C’est l’histoire d’un massacre oublié. D’un génocide - "le premier du XXe siècle" - volontairement occulté de l’Histoire. Entre 1904 et 1908, l’Allemagne extermina 65 000 Héréros et 20 000 Namas, deux peuples originaires du "sud-ouest africain", en actuelle Namibie. Un carnage répertorié par un unique rapport officiel – le "Blue Book" – commandé en 1926 par l'Angleterre au juge Thomas O'Reilly et qui expose en détails les atrocités commises par les soldats allemands, emmenés par leurs différents gouverneurs dont un certain Heinrich Göring, père d’Hermann Göring, futur bras droit d’Hitler.
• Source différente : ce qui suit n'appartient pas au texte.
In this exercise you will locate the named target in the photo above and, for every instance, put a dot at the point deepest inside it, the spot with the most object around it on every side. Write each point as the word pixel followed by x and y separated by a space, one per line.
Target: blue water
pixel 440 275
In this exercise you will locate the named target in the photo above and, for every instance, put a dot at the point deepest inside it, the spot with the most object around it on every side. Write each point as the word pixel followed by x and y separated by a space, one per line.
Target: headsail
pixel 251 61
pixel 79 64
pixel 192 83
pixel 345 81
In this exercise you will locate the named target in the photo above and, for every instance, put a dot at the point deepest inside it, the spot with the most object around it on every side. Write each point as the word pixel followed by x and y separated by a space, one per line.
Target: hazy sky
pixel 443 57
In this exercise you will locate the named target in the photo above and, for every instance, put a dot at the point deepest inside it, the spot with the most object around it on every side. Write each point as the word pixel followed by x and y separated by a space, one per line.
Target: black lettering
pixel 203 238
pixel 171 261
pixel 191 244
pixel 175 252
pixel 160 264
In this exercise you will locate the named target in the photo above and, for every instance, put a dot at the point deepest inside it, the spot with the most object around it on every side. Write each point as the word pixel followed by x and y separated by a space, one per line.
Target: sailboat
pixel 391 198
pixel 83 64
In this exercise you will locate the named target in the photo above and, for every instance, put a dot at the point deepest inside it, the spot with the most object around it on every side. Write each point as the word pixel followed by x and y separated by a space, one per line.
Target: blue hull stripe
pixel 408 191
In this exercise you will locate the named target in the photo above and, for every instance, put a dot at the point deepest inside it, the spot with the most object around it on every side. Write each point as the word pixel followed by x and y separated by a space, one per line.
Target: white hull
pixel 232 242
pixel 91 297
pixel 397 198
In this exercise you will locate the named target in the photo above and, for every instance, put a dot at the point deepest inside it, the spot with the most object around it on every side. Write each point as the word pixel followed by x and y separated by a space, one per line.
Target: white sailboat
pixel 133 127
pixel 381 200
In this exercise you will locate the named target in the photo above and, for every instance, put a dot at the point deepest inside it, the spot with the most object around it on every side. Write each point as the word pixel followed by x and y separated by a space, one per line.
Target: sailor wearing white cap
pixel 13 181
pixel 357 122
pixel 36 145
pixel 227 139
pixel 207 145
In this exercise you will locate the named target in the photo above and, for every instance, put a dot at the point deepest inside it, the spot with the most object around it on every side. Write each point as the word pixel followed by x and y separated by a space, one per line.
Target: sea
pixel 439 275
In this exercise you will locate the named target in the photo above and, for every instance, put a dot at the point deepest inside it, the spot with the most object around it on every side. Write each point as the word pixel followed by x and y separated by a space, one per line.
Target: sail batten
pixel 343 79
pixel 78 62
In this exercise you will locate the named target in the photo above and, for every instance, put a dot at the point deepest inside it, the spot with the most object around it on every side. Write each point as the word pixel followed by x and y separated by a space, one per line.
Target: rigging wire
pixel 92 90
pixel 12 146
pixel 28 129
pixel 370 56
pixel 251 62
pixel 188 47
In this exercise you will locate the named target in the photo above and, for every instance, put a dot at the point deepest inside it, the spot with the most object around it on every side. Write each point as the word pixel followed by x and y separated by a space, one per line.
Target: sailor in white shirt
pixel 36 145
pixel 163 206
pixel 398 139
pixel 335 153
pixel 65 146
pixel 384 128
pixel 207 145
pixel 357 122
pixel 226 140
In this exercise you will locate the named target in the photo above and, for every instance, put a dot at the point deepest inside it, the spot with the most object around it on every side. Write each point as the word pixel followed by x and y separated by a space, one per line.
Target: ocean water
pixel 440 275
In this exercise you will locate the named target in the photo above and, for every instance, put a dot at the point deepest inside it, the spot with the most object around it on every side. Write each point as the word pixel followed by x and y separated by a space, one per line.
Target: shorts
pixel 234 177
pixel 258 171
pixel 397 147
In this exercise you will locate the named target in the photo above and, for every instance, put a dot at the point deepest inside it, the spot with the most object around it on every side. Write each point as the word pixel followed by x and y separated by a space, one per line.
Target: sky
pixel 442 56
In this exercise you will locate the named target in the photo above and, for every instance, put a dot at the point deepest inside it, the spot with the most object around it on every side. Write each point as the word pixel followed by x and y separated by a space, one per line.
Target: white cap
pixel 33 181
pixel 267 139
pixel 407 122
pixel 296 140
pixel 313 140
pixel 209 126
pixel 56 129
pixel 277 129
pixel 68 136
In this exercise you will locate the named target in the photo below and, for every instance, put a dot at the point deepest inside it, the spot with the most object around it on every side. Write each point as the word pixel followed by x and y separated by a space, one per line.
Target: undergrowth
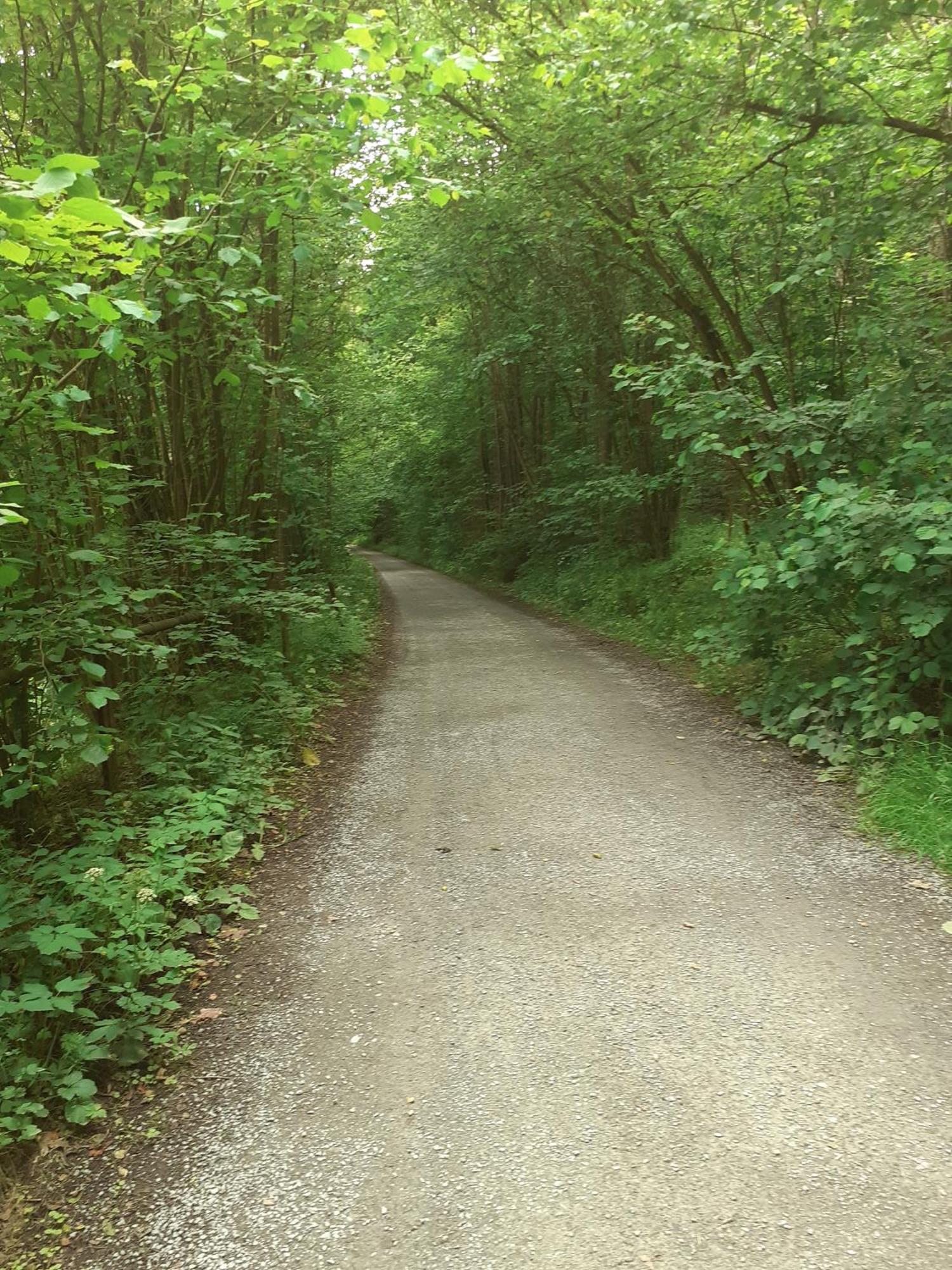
pixel 102 907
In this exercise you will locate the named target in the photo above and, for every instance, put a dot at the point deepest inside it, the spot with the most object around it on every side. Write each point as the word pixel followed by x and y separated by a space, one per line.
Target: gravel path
pixel 585 979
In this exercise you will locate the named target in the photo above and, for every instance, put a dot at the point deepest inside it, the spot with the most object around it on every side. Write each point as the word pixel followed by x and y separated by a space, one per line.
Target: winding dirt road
pixel 587 977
"Raconter cette histoire, totalement méconnue du grand public"
Travaux forcés, viols, lynchages, meurtres… Ce "Blue Book" contient, selon Thomas O'Reilly, assez de témoignages "pour faire se dresser d'horreur les cheveux des plus endurcis". Alors que l’on pensait le document définitivement perdu, il aura fallu toute la ténacité et le talent d’enquêtrice d’Elise Fontenaille-N’Diaye pour le retrouver et le soumettre au devoir de mémoire : "C’est un épisode totalement ahurissant, nous souffle la romancière. Le sud-ouest africain a été le théâtre d’une macabre répétition générale aujourd’hui totalement méconnue. La Namibie est une sorte de triangle des Bermudes oublié ! Mon objectif était donc de raconter cette histoire, ignorée du grand public", nous explique-t-elle.
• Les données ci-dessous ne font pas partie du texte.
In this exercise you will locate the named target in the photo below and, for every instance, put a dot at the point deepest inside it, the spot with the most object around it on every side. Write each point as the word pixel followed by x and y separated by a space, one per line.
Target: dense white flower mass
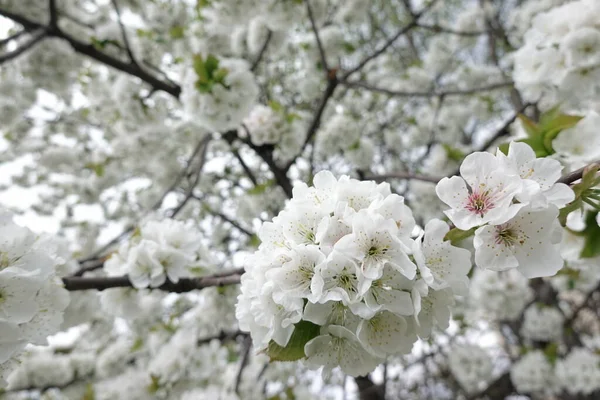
pixel 533 374
pixel 340 256
pixel 218 94
pixel 579 371
pixel 541 323
pixel 471 365
pixel 560 59
pixel 500 295
pixel 512 200
pixel 32 301
pixel 160 251
pixel 120 120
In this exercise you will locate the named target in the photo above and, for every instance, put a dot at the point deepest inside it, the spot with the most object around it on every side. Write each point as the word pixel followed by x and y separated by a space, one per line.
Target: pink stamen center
pixel 479 203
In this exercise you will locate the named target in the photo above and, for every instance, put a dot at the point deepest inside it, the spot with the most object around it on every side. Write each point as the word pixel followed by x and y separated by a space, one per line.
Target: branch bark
pixel 76 283
pixel 37 37
pixel 91 51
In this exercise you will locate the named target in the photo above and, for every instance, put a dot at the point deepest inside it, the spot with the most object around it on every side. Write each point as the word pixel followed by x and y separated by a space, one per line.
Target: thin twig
pixel 445 93
pixel 76 283
pixel 53 13
pixel 576 175
pixel 388 43
pixel 5 41
pixel 404 175
pixel 37 37
pixel 91 51
pixel 124 32
pixel 245 358
pixel 262 51
pixel 313 25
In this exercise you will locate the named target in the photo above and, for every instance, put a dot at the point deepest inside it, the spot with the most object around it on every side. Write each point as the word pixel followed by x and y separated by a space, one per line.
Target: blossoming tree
pixel 299 199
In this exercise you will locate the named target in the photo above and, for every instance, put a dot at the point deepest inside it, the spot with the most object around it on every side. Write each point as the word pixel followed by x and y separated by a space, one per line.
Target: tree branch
pixel 404 175
pixel 53 13
pixel 389 42
pixel 75 283
pixel 318 39
pixel 576 175
pixel 262 51
pixel 332 83
pixel 124 33
pixel 37 37
pixel 91 51
pixel 445 93
pixel 5 41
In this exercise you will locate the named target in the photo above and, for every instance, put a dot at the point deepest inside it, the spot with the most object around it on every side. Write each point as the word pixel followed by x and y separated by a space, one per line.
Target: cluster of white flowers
pixel 342 134
pixel 221 104
pixel 541 323
pixel 471 365
pixel 271 125
pixel 501 296
pixel 340 255
pixel 160 250
pixel 579 371
pixel 579 144
pixel 32 300
pixel 513 202
pixel 533 374
pixel 560 59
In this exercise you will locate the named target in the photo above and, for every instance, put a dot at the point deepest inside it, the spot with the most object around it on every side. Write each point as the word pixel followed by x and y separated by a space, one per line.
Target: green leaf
pixel 304 331
pixel 349 47
pixel 568 209
pixel 254 241
pixel 261 188
pixel 556 126
pixel 89 393
pixel 551 353
pixel 456 235
pixel 454 153
pixel 530 127
pixel 177 32
pixel 591 248
pixel 154 385
pixel 200 69
pixel 504 148
pixel 211 64
pixel 537 144
pixel 137 345
pixel 275 106
pixel 219 75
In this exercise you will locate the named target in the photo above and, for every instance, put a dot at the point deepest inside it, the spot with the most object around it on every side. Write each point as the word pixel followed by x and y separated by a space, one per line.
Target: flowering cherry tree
pixel 299 199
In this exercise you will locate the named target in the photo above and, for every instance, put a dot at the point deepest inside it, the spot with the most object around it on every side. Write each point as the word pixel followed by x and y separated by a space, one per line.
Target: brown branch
pixel 53 13
pixel 92 52
pixel 222 336
pixel 445 93
pixel 75 283
pixel 266 153
pixel 123 32
pixel 243 363
pixel 37 37
pixel 404 175
pixel 5 41
pixel 245 167
pixel 318 39
pixel 503 130
pixel 576 175
pixel 262 51
pixel 197 176
pixel 389 42
pixel 332 83
pixel 96 259
pixel 442 29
Dans cet ouvrage sobrement intitulé Blue Book (Calmann-Levy), l’auteur de Ma vie précaire ranime le souvenir des atrocités du colonialisme en dressant, à partir de nombreux extraits de journaux et de photographies, le récit chronologique des événements qui entourent le génocide, de 1884 à 1926.
A la frontière entre le récit historique et l’enquête journalistique, l’auteur y donne également son point de vue personnel en assumant sa "liberté d’écrivain" : "Ce fut une enquête longue et éprouvante, nous confie-t-elle. Pendant plus de 3 ans, j’ai interrogé des historiens, une journaliste namibienne basée à Paris tout en retrouvant de nombreuses informations en ligne, à l'aide d'archives, et d'extraits de travaux d'historiens sud-africains. Je dirais qu’il s’agit à la fois d’un travail de romancier, d’historien et de journaliste."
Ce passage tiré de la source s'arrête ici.